Documentary Film by Sun Hee Engelstoft (Korean adoptee to Denmark).
What an emotional and powerful documentary! Very much aligned with the research I read and wrote a review for about the birth mothers of South Korea in 2016. I shed tears through many parts of this film because Sun Hee manages to ask and answer the two most prevalent questions we adoptees have of our mothers: “How could you have given me up?” and “Why?” This is Sun Hee’s journey to understand her mothers decision and situation.
For those not adopted, if you want to get a glimpse into the grief we adoptees carry, this film will do that.
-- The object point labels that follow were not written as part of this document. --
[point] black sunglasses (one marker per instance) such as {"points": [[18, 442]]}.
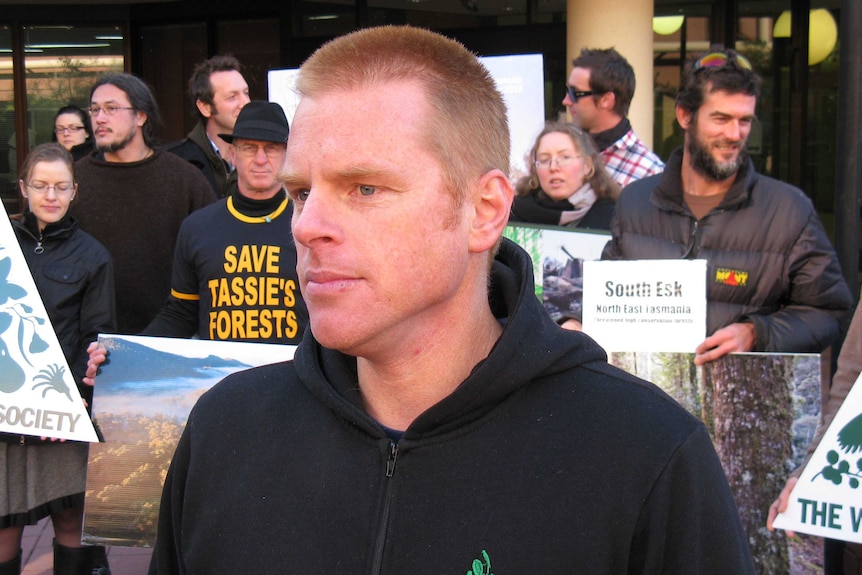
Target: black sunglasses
{"points": [[575, 95]]}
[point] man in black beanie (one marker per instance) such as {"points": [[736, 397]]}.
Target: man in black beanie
{"points": [[234, 269]]}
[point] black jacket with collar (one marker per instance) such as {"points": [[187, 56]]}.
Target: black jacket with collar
{"points": [[75, 279], [769, 260], [544, 460]]}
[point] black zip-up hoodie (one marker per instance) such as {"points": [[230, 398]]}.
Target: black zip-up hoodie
{"points": [[544, 460]]}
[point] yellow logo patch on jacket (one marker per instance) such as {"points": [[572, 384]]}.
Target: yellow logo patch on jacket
{"points": [[729, 277]]}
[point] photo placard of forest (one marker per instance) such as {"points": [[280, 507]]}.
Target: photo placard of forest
{"points": [[143, 396], [761, 410]]}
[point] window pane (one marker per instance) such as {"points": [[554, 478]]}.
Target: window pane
{"points": [[8, 172]]}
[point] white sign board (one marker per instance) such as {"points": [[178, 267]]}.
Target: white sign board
{"points": [[645, 305], [520, 78], [827, 499], [38, 395]]}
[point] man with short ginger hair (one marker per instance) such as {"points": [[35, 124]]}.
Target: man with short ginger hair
{"points": [[434, 419]]}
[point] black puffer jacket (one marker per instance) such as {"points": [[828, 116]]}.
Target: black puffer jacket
{"points": [[75, 279], [770, 262]]}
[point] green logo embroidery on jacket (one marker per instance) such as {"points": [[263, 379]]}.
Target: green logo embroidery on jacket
{"points": [[482, 567]]}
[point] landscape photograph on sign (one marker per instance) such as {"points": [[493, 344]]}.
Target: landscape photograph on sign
{"points": [[143, 396]]}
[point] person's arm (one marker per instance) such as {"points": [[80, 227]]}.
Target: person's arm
{"points": [[736, 337], [179, 316], [818, 301], [98, 314], [690, 523]]}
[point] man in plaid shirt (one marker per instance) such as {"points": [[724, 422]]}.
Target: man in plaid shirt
{"points": [[599, 91]]}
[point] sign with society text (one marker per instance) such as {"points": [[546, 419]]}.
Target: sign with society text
{"points": [[38, 395]]}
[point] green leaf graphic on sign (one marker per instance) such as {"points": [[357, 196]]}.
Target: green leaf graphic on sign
{"points": [[850, 436], [850, 440]]}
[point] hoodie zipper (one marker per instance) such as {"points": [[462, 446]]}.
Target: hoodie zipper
{"points": [[379, 546]]}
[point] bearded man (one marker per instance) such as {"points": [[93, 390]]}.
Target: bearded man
{"points": [[774, 283]]}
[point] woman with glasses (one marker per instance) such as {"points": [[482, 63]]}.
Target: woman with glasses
{"points": [[567, 184], [74, 276], [72, 131]]}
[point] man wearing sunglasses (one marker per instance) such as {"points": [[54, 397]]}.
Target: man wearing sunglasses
{"points": [[774, 281], [598, 94]]}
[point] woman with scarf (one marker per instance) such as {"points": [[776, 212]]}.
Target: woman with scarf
{"points": [[567, 184]]}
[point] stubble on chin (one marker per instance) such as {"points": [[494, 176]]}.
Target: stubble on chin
{"points": [[705, 164]]}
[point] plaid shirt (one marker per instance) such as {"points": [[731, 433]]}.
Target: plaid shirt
{"points": [[628, 159]]}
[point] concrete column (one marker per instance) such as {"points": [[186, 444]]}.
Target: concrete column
{"points": [[627, 26]]}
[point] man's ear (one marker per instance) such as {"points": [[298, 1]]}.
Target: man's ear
{"points": [[141, 118], [607, 101], [492, 204], [204, 108]]}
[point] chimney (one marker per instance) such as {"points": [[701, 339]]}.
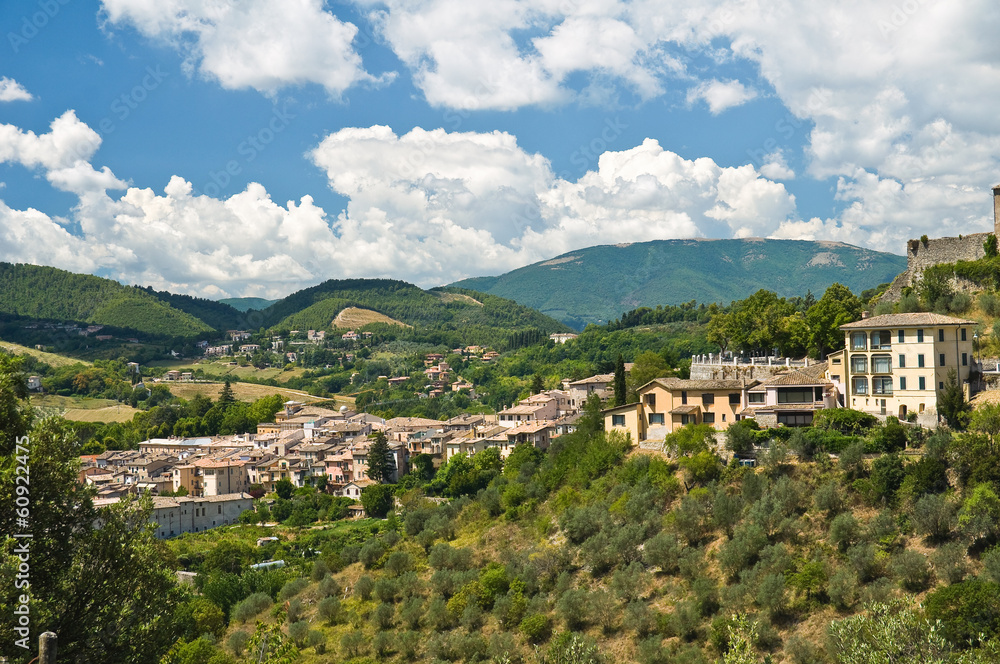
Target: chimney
{"points": [[996, 210]]}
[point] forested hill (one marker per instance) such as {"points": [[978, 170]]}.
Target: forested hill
{"points": [[600, 283], [444, 309], [35, 291]]}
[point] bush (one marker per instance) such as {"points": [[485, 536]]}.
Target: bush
{"points": [[371, 553], [934, 516], [966, 610], [329, 609], [950, 562], [399, 562], [912, 570], [251, 607], [292, 588], [536, 628], [363, 587]]}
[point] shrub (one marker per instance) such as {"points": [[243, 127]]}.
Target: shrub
{"points": [[950, 562], [966, 610], [363, 587], [251, 607], [912, 570], [292, 588], [934, 516], [237, 642], [382, 616], [573, 608], [329, 609], [536, 628], [371, 553]]}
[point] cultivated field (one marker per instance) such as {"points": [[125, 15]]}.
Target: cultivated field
{"points": [[49, 358], [353, 317]]}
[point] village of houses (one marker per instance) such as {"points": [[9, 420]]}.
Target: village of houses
{"points": [[894, 364]]}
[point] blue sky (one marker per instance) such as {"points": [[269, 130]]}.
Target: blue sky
{"points": [[254, 147]]}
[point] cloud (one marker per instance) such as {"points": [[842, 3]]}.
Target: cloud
{"points": [[720, 95], [11, 90], [427, 206], [261, 44]]}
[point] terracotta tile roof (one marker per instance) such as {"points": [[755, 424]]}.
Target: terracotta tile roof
{"points": [[905, 320]]}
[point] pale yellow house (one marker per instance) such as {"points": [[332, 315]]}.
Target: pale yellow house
{"points": [[897, 364]]}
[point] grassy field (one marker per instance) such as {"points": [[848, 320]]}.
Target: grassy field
{"points": [[219, 370], [243, 391], [83, 409], [353, 317], [49, 358]]}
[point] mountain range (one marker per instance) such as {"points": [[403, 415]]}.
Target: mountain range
{"points": [[598, 284]]}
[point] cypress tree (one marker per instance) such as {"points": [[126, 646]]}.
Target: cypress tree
{"points": [[620, 382]]}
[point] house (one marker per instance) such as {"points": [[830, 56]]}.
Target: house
{"points": [[898, 364], [580, 390]]}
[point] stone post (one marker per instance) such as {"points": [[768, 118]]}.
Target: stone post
{"points": [[47, 648]]}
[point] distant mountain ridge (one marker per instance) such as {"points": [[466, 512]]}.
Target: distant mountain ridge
{"points": [[598, 284]]}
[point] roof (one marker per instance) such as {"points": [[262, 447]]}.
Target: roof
{"points": [[688, 384], [599, 378], [905, 320]]}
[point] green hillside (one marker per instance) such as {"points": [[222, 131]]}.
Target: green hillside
{"points": [[247, 303], [48, 293], [600, 283], [439, 309]]}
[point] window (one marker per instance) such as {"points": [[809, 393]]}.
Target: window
{"points": [[795, 395], [881, 364], [859, 364], [881, 340], [795, 419]]}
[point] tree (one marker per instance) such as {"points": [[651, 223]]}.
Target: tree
{"points": [[620, 393], [284, 488], [380, 460], [837, 307], [377, 500], [227, 397], [952, 404]]}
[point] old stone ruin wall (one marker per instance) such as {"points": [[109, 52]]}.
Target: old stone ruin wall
{"points": [[919, 257]]}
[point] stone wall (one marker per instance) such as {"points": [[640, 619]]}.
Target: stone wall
{"points": [[937, 251]]}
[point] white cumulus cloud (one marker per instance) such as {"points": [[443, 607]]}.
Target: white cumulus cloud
{"points": [[260, 44], [11, 90]]}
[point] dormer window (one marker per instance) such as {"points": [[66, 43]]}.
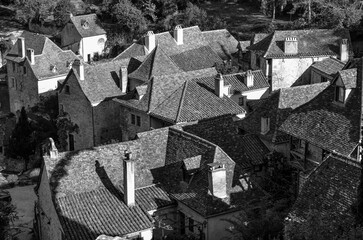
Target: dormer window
{"points": [[339, 94], [265, 125]]}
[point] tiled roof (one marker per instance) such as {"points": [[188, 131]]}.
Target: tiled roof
{"points": [[349, 77], [312, 42], [245, 150], [50, 60], [193, 102], [237, 81], [195, 59], [159, 156], [153, 197], [87, 25], [326, 124], [87, 215], [222, 42], [161, 87], [278, 107], [101, 80], [331, 190], [329, 66], [156, 63]]}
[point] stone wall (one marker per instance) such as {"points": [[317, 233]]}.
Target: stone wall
{"points": [[80, 111], [23, 90]]}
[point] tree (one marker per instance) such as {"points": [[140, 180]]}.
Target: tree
{"points": [[128, 16], [7, 215], [62, 10], [21, 143]]}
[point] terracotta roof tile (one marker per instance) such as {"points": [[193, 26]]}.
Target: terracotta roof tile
{"points": [[312, 42], [278, 107], [331, 190], [329, 66], [328, 125], [99, 212], [87, 25]]}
It accurately portrays what sits in the deepest parts of our soul (often buried and unknown for many years) and shared in the film. As Sun Hee learned and portrays, this grief and sadness is what binds us to our mothers.
It was heartbreaking to watch. I felt this could so easily be mine and my mother’s journey. I know now why my grief is so deep — because I carry her grief too. No doubt she held it within herself while I was in utero. It wired me. And I remembered it when watching this. I’m sure my mother would have been as powerless as these women — living in situations where there is no support, no empowerment, no voice, no real choice. Not for her, and often not for him either – our fathers, often unspoken about, invisible. He, she, us adoptees — we are all just pawns of circumstance and choices made by others.
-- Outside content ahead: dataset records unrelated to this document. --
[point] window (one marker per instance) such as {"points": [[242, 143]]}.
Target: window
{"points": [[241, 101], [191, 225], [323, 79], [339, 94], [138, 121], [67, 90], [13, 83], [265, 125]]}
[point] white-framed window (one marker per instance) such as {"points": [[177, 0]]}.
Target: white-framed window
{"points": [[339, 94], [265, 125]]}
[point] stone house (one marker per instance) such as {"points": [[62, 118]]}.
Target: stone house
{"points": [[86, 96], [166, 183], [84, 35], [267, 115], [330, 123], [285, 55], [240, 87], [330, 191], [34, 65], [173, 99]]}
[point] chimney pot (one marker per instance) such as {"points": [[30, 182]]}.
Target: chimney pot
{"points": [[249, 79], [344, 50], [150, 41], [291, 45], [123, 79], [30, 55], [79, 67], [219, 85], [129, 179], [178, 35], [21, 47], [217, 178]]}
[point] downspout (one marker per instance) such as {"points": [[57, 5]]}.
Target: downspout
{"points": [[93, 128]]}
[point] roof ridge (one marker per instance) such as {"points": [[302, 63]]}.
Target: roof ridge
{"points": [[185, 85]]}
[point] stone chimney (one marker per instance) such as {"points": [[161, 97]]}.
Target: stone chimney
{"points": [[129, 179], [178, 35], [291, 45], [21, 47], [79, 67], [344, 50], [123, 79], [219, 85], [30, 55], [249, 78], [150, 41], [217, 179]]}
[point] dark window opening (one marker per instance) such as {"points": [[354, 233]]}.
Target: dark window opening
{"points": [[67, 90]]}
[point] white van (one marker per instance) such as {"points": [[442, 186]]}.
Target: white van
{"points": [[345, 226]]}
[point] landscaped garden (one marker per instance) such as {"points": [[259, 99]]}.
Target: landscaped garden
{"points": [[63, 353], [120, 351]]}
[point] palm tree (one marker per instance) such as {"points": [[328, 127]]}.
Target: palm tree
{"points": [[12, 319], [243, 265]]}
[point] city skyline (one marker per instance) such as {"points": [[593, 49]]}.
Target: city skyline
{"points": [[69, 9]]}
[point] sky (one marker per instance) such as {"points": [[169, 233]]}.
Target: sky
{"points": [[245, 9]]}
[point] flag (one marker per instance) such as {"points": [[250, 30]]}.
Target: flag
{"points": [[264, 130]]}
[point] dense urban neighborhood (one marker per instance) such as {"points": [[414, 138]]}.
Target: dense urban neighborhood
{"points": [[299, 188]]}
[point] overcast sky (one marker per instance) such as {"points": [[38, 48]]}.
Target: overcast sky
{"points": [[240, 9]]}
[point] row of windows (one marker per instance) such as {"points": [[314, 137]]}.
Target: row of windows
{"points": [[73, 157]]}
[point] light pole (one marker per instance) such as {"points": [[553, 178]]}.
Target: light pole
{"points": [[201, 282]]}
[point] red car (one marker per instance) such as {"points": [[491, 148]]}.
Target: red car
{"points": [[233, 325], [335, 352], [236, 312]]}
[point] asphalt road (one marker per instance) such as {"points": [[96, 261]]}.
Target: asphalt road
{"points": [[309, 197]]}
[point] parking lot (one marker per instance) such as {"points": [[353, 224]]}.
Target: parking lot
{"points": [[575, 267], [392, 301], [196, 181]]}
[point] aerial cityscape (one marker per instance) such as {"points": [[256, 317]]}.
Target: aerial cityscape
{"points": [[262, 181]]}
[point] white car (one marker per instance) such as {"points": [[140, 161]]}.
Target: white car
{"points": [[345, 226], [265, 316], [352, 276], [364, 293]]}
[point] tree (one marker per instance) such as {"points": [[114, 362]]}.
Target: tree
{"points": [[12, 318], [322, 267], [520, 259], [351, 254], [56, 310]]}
This is what adoption is all about but rarely gets talked about. I doubt there would be any adoptee who could watch this film and not be emotionally affected.
What struck me is the entrenched thinking of the grandparents. It was so eye opening to see the various scenarios. Only one out of all those covered, would keep the baby BUT only on their terms and at a price I believe is just as emotionally high as demanding she send her baby away via an agency like Holt. I personally find Asian culture such a contradiction – supposedly they value family first and foremost, but I just can’t fathom how they can send away their grandchild? The individuals at the centre of these situations – mother and baby – are treated like they don’t matter. But watching this film, I realise it’s not family that’s valued at all – it’s all about how everything appears on the surface, saving face, reputation. South Korean culture, like others around the world and how they deal with single motherhood, puts reputation ahead of our souls. Its painful and confronting to watch it unfold so clearly.
I love how Sun Hee weaves her own search and struggles into this honest look at the adoption industry as a whole. This film highlights the overwhelming lack of support, understanding and infrastructure. If only these young mothers could rebel and survive on their own without their families! I can’t wait for South Korea to evolve out from under the patriarchal structures that allow intercountry adoption to continue.
I have no doubt these mothers go on to suffer endlessly with their mental health and depression! The impact on their life is forever. It’s a fantasy of their parents to think the daughter will go on with her life as if nothing happened. The lives of adoptees demonstrate that we often live a lifetime of inner pain, some of us manage to mask it, others not so well. Our mothers are no different.
What would be interesting is to continue following these mothers and babies. How do their lives turn out? Allow the rest of the life journey, the impacts of relinquishment, to become as visible as this beginning, so beautifully captured by Sun Hee. When I speak with mothers who relinquished, as with many adoptees, the grief never ends. Even if we reunite it can’t make up for the life we never had together.